Fragment(Segment{/A:36231}, State{Float64}:
 Size: 24
 i2c: false | c2i: false
 Energy: Dict(:Total => Inf)
)

Altough not necessary, it's useful to mark new NCAAs with distinct names.

In [9]:
frag.graph.name = "CQ1"
frag

Fragment(Segment{/CQ1:36231}, State{Float64}:
 Size: 24
 i2c: false | c2i: false
 Energy: Dict(:Total => Inf)
)

This Fragment will then be printed to a .YML file containing all the important internal coordinates info. Note that this does not contain charge information. Charges, if necessary, can be calculated later or manually assigned. Since we intend this file to be available for mutation purposes, we can place the generated file in the ProtoSyn.Peptides resources directory: "resources/Peptides/NCAA/yml".

In [10]:
dest = joinpath(ProtoSyn.Peptides.resource_dir, "NCAA/yml")
ProtoSyn.write(Pose(frag), joinpath(dest, "cq1.yml"))

In order to include the newly defined CQ1 NCAA in the Peptides grammar, we need to add it to the grammar file, located in "resources/Peptides/grammars.yml". Make sure that in the _ncaa_ entry, under the _variables_ field, there's an entry pointing towards the recently defined .YML file ("Peptides/NCAA/yml/cq1.yml").

We can now either re-load ProtoSyn to include the new residue, or re-load the grammar into a new variable. After loading the grammar, we can now use it to perform any manipulation desired, such as a mutation. We will load the 2A3D structure and mutate residue 38 to this new NCAA.

In [11]:
ncaa_grammar = ProtoSyn.load_grammar_from_file(joinpath(ProtoSyn.Peptides.resource_dir, "grammars.yml"), "ncaa")

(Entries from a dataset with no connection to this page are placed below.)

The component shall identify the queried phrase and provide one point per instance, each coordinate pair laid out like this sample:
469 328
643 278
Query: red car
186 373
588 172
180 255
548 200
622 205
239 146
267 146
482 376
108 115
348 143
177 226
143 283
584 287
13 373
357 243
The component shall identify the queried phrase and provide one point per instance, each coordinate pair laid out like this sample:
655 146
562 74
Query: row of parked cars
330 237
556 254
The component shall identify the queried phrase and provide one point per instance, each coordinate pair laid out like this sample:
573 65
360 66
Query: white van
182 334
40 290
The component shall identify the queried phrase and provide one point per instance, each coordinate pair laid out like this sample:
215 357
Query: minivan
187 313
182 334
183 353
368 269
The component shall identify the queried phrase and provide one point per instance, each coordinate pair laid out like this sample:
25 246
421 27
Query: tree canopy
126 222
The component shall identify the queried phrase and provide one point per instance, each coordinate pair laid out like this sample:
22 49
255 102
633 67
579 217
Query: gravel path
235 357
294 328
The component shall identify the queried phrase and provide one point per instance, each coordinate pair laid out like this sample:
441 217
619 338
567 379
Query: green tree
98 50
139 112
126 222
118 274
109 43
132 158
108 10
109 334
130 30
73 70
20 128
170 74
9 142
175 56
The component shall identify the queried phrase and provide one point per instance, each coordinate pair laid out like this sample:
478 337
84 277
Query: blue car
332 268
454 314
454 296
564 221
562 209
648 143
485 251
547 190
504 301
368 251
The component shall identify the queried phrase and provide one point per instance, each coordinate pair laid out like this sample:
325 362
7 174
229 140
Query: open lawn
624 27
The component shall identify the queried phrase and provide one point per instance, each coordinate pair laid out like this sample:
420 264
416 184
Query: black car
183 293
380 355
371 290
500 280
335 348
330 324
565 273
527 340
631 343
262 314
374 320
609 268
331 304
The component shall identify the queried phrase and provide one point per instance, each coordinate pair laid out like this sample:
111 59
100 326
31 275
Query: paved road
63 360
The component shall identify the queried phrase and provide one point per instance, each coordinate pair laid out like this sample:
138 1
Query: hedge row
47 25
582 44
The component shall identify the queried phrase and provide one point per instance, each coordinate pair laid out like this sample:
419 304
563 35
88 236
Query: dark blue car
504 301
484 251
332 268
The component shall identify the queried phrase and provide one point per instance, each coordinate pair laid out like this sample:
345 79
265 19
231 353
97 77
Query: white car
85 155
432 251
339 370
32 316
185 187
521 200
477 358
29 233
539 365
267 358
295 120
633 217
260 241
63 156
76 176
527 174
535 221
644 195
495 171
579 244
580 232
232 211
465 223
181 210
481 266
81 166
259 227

LGrammar{Float64, String, Vector{String}}:
 Rules:
 Variables:
 c => Fragment(Segment{/CQ1:32867}, State{Float64}:
 Size: 24
 i2c: false | c2i: false
 Energy: Dict(:Total => Inf)
)
 b => Fragment(Segment{/MSE:4424}, State{Float64}:
 Size: 16
 i2c: false | c2i: false
 Energy: Dict(:Total => Inf)
)
 a => Fragment(Segment{/CMA:29688}, State{Float64}:
 Size: 17
 i2c: false | c2i: false
 Energy: Dict(:Total => Inf)
)
 Operators:
 α => #114 (Between atoms C & N)
 β => #114 (Between atoms C & N)

 None.

In [12]:
pose = ProtoSyn.Peptides.load("data/2a3d.pdb")

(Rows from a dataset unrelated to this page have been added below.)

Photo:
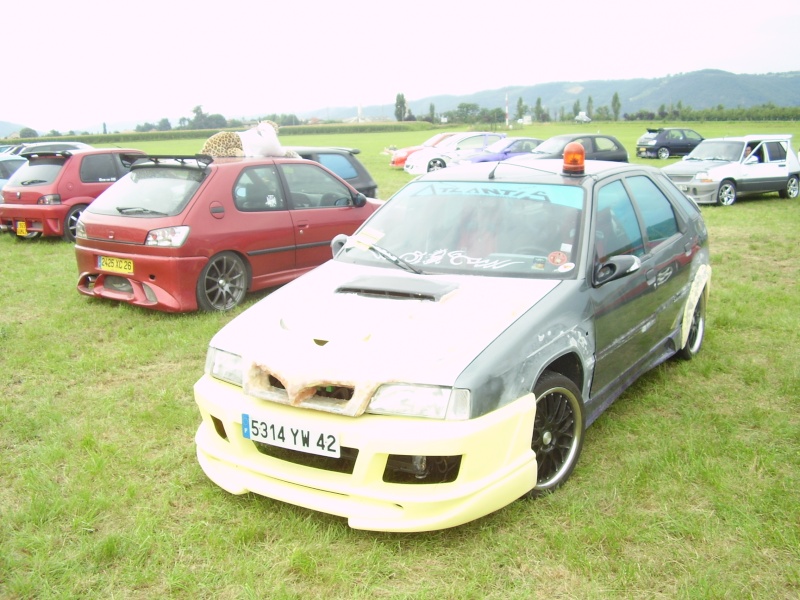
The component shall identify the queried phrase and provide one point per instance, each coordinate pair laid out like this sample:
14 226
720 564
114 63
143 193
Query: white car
719 170
440 156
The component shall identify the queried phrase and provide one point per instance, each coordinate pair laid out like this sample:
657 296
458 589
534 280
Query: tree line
471 113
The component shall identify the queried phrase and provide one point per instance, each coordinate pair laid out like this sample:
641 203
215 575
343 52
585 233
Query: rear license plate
290 436
115 265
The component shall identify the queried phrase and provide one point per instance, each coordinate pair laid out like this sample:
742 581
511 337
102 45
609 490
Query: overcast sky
76 65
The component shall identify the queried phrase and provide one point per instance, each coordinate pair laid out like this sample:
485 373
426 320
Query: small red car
186 232
47 195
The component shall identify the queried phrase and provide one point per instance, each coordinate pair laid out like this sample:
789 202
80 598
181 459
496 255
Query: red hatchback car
185 232
47 195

Pose{Topology}(Topology{/2a3d:61481}, State{Float64}:
 Size: 1140
 i2c: false | c2i: false
 Energy: Dict(:Total => Inf)
)

ProtoSyn makes available two methods for introducing mutations. The "regular" method is using the `mutate!` function. This function maintains the backbone and substitutes the sidechain only. However, in the case of the CQ1 NCAA, the backbone is completly different. A complementary method exists in ProtoSyn to replace the whole residue, the `force_mutate!` function.

In [13]:
ProtoSyn.Peptides.force_mutate!(pose, pose.graph[1][38], ncaa_grammar, seq"c")

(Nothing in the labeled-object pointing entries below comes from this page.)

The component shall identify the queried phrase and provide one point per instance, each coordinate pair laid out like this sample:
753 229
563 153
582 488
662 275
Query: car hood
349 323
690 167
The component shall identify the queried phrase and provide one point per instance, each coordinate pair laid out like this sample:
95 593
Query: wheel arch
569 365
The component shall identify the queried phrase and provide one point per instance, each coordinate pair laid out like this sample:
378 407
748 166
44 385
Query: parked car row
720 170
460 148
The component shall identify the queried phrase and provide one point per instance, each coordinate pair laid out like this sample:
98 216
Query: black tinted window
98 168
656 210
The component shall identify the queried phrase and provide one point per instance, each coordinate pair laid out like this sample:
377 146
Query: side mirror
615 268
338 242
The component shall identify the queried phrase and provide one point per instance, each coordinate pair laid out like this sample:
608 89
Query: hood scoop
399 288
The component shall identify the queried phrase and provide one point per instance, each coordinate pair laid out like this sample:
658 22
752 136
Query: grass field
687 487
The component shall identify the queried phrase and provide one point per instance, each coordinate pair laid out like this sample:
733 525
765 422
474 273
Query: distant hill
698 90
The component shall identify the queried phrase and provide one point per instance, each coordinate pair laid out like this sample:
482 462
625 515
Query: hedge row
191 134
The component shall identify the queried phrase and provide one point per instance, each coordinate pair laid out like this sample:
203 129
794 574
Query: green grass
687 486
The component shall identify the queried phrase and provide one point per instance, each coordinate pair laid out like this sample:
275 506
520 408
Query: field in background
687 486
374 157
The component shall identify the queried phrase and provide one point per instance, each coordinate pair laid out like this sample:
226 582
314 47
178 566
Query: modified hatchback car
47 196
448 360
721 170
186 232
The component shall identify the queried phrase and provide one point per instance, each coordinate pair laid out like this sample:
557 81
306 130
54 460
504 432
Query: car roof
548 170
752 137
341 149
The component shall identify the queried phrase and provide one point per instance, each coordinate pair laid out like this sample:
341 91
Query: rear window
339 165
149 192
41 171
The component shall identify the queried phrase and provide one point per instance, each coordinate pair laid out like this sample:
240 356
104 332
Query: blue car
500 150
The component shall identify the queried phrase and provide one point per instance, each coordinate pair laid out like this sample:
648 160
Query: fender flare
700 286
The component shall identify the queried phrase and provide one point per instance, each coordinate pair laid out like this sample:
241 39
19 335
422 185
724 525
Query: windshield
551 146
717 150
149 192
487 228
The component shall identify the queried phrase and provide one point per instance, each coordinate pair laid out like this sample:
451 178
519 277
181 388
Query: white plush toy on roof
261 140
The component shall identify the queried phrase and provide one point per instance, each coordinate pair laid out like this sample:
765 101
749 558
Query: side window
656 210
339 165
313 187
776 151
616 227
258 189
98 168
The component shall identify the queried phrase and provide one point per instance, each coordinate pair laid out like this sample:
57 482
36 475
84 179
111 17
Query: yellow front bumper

Pose{Topology}(Topology{/2a3d:61481}, State{Float64}:
 Size: 1144
 i2c: true | c2i: false
 Energy: Dict(:Total => Inf)
)

In [14]:
using Bio3DView
ProtoSyn.write(pose, "output/example14.pdb")
style = Style("stick")
viewfile("output/example14.pdb", style = style)

In [15]:
pose_raw = ProtoSyn.Peptides.load("data/2a3d.pdb")

Pose{Topology}(Topology{/2a3d:14506}, State{Float64}:
 Size: 1140
 i2c: false | c2i: false
 Energy: Dict(:Total => Inf)
)

## Conclusion

In this example, the incorporation of complex NCAAs was explored in detail. It's important to make sure the newly defined NCAA's graph and state are correct, with atoms in correct order. Another important aspect in the atom naming. For most cases, renaming the backbone atoms may be necessary, in order to follow IUPAC reccomendations. ProtoSyn's `assign_default_atom_names!` function may help in the more simple cases.